In the early months of of 2012, I was salvaging several trees that had been undermined by an autumn floood and had fallen into the creek. On the path through the gully, I noticed an unusual black birch tree that seemed to be growing as if on tippy- toes. The root crown was completely above the ground and the tree was supported by the individual roots which entered the ground separately. My young granddaughter looked at it and proclaimed it a “dancing tree”.
My original intent was to use it as a table base, but the roots were too asymmetrical. Fortunately though, when the tree stump was inverted, the roots could be trimmed up to form fingers that could cradle a desk surface. The desk top is made from two pieces of bookmatched black walnut, and the base is another piece of black walnut that grew locally. These three boards were cut from short crotch sections that loggers leave behind because the wood is “too difficult to work with”.
Fortunately my sawyer friend agrees with me that straight grain is “too boring to look at”; he is happy to spend the time necessary to produce the pretty boards that come from such stubby and ugly sections of large logs.
Enjoy the whimsy… I certainly did. I enjoyed the snowy day in the ravine when I harvested the tree, and I enjoyed the year it spent beside the workshop while I contemplated what it could become. I enjoyed peeling the bark to reveal the character of the wood below,and sanding it smooth to please both the eye and the fingertips.

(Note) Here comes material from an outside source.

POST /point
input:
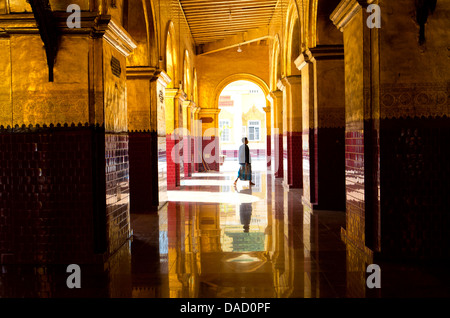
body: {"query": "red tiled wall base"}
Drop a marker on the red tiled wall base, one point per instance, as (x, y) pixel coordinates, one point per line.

On second thought, why should it be branded as whimsy? It is a creation of nature, honored with a bit of shine and a new purpose. Contact O'Shaughnessy antiques ( osantiques.net) for more information.
Once upon a time, cast iron was a fixture of home, farm, and industry. Once upon a time wood with figured grain was sought by furniture makers. The pedestal of this table is an axle housing from a Ford 9N tractor. It was cast, machined, and sent to work on a farm just before WW2.
At some point the axle housing ended up in a farm shed or a small salvage yard. It was marked “9N” by paint and brush, and set aside as a replacement part. Today, in 2014, after being in the way for two generations, some youngster took Grandpa’s spare part to the scrap yard. I bought it just a day before it would have been trucked to oblivion.
Grandpa’s wooden furniture was wood, which seems silly to say. Most of today’s wooden furniture is some crazy composite of wood fiber, glue or resins, and plastic. When wood is used at all, the industry wants only straight grained logs.
This table top is cut from a chunk of black walnut that the loggers left behind to decay. Nobody wants it; it is too “difficult” for use in mass production and too crooked to split for firewood. So… This table is a bit of the wood that was valuable yesterday, and a chunk of cast iron that was designed to still be at work tomorrow.
There is an old story, supported by exaggerated folklore, that on moonlit nights you can trap a raccoon with a shiny new dime. You place the dime in a wire cage with openings just large enough for the raccoon to wiggle his hand into it. The raccoon will reach into the cage and grasp the shiny dime, but won’t be able to retract his hand without letting go of the dime. With the cage secured to a stake, the raccoon will be waiting when you check the trap in the morning.
I have the same problem as the raccoon. I routinely cruise the salvage yard, mostly for tech- related items, but I am always a sucker for shiny things.Recently I came across the engine block that serves as the base for this table. It was already well stripped, and it was fairly clean… it actually had some shiny spots, and I was hooked. I couldn’t help but fall in lust for this beautiful and intricate piece of manufacturer’s art.
I did my best to make it proud. I sandblasted and lacquered it, and mounted it on some of my pretty maple… It is now at a gallery in town, waiting for someone to be trapped by it!